The final five musical pioneers elected to the South Carolina Gospel Music Hall of Fame by members of the South Carolina Gospel Music Association last month are Marshall Pack, Hovie Lister, Allen Lovelace, Carl Whitman and Joe Brown.
Marshall Pack owned and operated WCKI, a Christian radio station in Greer, South Carolina, for many years until his death. WCKI was the station that provided listeners in the Upstate with the latest in Southern Gospel music. Rev. Pack also pastored a local church and was a talented poet and songwriter.

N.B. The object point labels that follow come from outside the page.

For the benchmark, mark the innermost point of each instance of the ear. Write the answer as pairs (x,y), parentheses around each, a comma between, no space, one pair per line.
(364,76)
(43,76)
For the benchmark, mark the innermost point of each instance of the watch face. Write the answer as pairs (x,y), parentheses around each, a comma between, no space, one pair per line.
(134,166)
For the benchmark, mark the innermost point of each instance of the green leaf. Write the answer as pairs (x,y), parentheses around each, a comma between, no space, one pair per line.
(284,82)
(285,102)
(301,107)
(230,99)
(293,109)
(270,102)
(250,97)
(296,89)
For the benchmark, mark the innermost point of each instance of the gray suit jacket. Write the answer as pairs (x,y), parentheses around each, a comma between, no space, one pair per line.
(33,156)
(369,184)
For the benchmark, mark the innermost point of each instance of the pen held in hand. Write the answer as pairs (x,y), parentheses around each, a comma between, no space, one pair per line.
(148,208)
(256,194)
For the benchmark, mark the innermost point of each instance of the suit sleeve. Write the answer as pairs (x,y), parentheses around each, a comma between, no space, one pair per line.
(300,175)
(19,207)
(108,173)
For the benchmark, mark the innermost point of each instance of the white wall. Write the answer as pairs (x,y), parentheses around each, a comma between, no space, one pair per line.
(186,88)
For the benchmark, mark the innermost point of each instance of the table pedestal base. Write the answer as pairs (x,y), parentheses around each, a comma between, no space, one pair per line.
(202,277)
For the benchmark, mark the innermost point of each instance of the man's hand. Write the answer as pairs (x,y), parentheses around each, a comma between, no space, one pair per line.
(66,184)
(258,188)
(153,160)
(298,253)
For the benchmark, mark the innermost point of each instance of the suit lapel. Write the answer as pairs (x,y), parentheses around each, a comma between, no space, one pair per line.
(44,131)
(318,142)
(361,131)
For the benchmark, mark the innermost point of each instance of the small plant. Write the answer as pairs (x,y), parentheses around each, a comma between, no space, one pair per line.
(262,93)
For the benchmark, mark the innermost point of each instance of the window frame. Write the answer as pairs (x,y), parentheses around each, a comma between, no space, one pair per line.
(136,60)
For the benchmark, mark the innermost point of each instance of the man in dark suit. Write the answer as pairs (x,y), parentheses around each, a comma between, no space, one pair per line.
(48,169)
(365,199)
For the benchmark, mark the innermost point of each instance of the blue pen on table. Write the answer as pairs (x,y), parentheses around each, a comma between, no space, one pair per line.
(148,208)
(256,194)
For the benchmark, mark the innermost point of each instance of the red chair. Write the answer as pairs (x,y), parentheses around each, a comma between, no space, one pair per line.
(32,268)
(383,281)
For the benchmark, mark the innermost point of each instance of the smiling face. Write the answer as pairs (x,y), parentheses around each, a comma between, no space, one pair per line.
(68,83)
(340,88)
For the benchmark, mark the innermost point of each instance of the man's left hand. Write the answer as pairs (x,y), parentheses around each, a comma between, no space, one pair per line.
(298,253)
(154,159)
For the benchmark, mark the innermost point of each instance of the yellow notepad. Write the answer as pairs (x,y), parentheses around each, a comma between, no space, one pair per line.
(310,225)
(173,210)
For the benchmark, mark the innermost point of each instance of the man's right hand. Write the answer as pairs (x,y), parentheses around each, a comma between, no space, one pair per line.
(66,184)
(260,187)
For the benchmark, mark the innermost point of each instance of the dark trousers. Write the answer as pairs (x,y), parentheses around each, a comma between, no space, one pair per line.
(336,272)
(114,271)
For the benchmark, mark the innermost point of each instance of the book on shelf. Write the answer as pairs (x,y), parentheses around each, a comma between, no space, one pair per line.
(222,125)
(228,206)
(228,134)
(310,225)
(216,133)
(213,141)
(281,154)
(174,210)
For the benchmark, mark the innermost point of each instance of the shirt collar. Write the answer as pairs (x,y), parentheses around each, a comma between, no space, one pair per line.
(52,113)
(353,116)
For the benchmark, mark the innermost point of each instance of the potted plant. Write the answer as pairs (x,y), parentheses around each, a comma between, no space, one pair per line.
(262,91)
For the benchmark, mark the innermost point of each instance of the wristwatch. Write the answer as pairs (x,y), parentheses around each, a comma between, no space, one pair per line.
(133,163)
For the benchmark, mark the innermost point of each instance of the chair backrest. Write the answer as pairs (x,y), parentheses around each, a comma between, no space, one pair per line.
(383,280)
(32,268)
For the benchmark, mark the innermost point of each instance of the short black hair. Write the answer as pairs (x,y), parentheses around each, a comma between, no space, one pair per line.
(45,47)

He was known for his ability to write poetry and have it set to music and in many cases appeared with groups to sing and recite some of his work.
In the 1960s the Trav’lers cut an entire project with all of the songs written by Marshall Pack.
Ronny Pack received the award in honor of his father.
Hovie Lister was one of the best known and admired personalities in Southern Gospel music. Hovie grew up in Poe Mill Village in Greenville, South Carolina, and played the piano for several local musical groups before moving to North Carolina to play piano for Connor Hall and the Homeland Harmony Quartet. The quartet later moved to Atlanta and it was there that Hovie formed without a doubt the greatest quartet of all time.
The Statesmen Quartet became nationally known as the best of the best. They won manyawards and were nominated for Grammy’s. Hovie was a talented musician and a master showman. He could affect an audience just by his presence. Using his many God-given talents, this boy from the mill village was not only a pianist, manager and promoter, but he also was a minister serving a church in the Atlanta area for many years while keeping a full concert schedule. His wife, son and daughter were present at the induction ceremony to accept the honor for Hovie.
Allen Lovelace, a familiar name and voice in Upstate, South Carolina, was honored and inducted into the SC Gospel Music Association Hall of Fame. Allen worked many years at WCKI Radio where he hosted one of the longest running radio programs in the Upstate. Along with his radio duties, Allen formed the Southerners Quartet and stayed booked every weekend throughout North and South Carolina. Allen lost his wife several years ago and recently remarried. He and his bride make their home in Piedmont, South Carolina, where he serves as music director for his church.
Carl Whitman currently resides in Greensboro, North Carolina. He was originally from the Easley area of South Carolina. Carl sang in several groups in the area back in the 1950s and 60s. He sang with many of the folks already inducted into the Hall of Fame such as Ken Turner and Charlie Baker.
Carl was one of the original Trav’lers back in 1961. Carl sang the lead part then and has returned recently to once again be a part of the Trav’lers as lead. Carl was a big part of the Trav’lers sound when the group performed on the Bob Poole Program in Greenville. Carl accepted the award in person and sang with the Trav’lers as part of the program.
Joe Brown had an impact on Southern Gospel Music in South Carolina. He lived in Greenville where he was music director of his church and sang with a quartet formed in his church. Later he had the opportunity to start a quartet that was sponsored by a clothing company in Greenville owned by brothers who’s last name was Gay. The group was called the Gay Quartet during the 1940s and 1950s. This group had a Sunday morning radio program on WFBC and traveled all around the Carolinas.
Mr. Brown made appearances on WGGS-TV and in fact his last appearance was at the age of 92. He passed away a few years later. Jake Hess stated in his book that had it not been for Joe Brown he and his group would have starved to death while they called Greenville Home.
Accepting the award for Joe Brown were his daughter Francis Harris and his son Marshall Johnny Mac Brown.